In the Old Testament reading, Ezekiel 37:1-14, Ezekiel writes in a different time. The Northern Kingdom of Israel had fallen long before, and now the Southern Kingdom of Judah had fallen, too, and many of the people had been carried away into captivity in Babylon. Ezekiel writes in Babylon to the people whose hopes for their future were very dim. The Lord, through His Spirit, gives Ezekiel a vision of a valley full of dry bones, representing the hopeless house of Israel. Could these bones live? Ezekiel does not know. The Lord predicts that they will, by His power. The bones came together and had flesh and skin on them, but no life in them, until the Spirit of the Lord breathed on them and lived within them. Then, they would have renewed life and return to the Promised Land. The Lord had spoken through Ezekiel, and he would do this. After about seventy years in captivity. Jews began to return to Israel with the Lord’s blessings and renewed faith.
The culmination of renewal was the coming of Jesus, the Messiah from the line of King David, to do His saving work for His own people but also for the sake of the whole world, as we hear in the Gospel lesson, John 1:26-27;16:4b-15. Jesus would complete this work through His life, death, and resurrection. He would then return to the Father in Heaven so that He and the Father could send the Holy Spirit with power to bring faith and new life to people. Through the Word of God and baptism, the Holy Spirit would show the people their sins and need for a Savior and the gift of forgiveness and righteousness that comes through faith in Jesus and the defeat of Satan, “the ruler of this world.” The Holy Spirit would also guide the apostles and the Biblical writers “into all the truth.” Since Jesus is the Way to eternal life, twice Jesus says, “The Spirit will bear witness about Me… He will glorify Me, for He will take what is Mine and declare it to you.”

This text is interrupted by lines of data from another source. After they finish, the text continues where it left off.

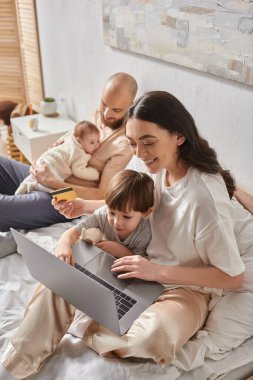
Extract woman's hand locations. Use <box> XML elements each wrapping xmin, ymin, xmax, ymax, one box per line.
<box><xmin>30</xmin><ymin>161</ymin><xmax>54</xmax><ymax>188</ymax></box>
<box><xmin>96</xmin><ymin>240</ymin><xmax>133</xmax><ymax>257</ymax></box>
<box><xmin>54</xmin><ymin>244</ymin><xmax>75</xmax><ymax>265</ymax></box>
<box><xmin>52</xmin><ymin>198</ymin><xmax>88</xmax><ymax>219</ymax></box>
<box><xmin>111</xmin><ymin>255</ymin><xmax>160</xmax><ymax>282</ymax></box>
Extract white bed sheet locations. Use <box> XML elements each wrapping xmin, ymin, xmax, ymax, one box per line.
<box><xmin>0</xmin><ymin>223</ymin><xmax>253</xmax><ymax>380</ymax></box>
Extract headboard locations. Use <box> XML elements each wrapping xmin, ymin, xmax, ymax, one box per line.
<box><xmin>234</xmin><ymin>187</ymin><xmax>253</xmax><ymax>214</ymax></box>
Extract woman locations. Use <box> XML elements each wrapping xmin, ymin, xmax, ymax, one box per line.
<box><xmin>0</xmin><ymin>91</ymin><xmax>253</xmax><ymax>379</ymax></box>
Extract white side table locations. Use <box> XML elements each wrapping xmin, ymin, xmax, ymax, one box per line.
<box><xmin>11</xmin><ymin>114</ymin><xmax>76</xmax><ymax>162</ymax></box>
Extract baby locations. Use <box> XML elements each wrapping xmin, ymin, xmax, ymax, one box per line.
<box><xmin>15</xmin><ymin>121</ymin><xmax>100</xmax><ymax>195</ymax></box>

In the Epistle lesson, Acts 2:1-21, we hear the story of Pentecost and of the Holy Spirit coming with “a mighty rushing wind” and “tongues as of fire” resting on each of the believers in Jesus and the Spirit also enabling these believers to speak the Good News of Jesus in other languages since people from many countries were there. Peter then spoke and explained that this day was prophesied by Joel in the Old Testament, and he quoted from Joel 2:28-32, showing that the Spirit is now available to all and that the goal is that “everyone who calls on the Name of the Lord, (now through the Lord Jesus,) shall be saved.” (The result is the beginning of the New Israel, the Holy Christian Church, Jews and Gentiles who believe in Christ Jesus and are baptized. 3,000 people came to faith and were baptized that day (Acts 2:41).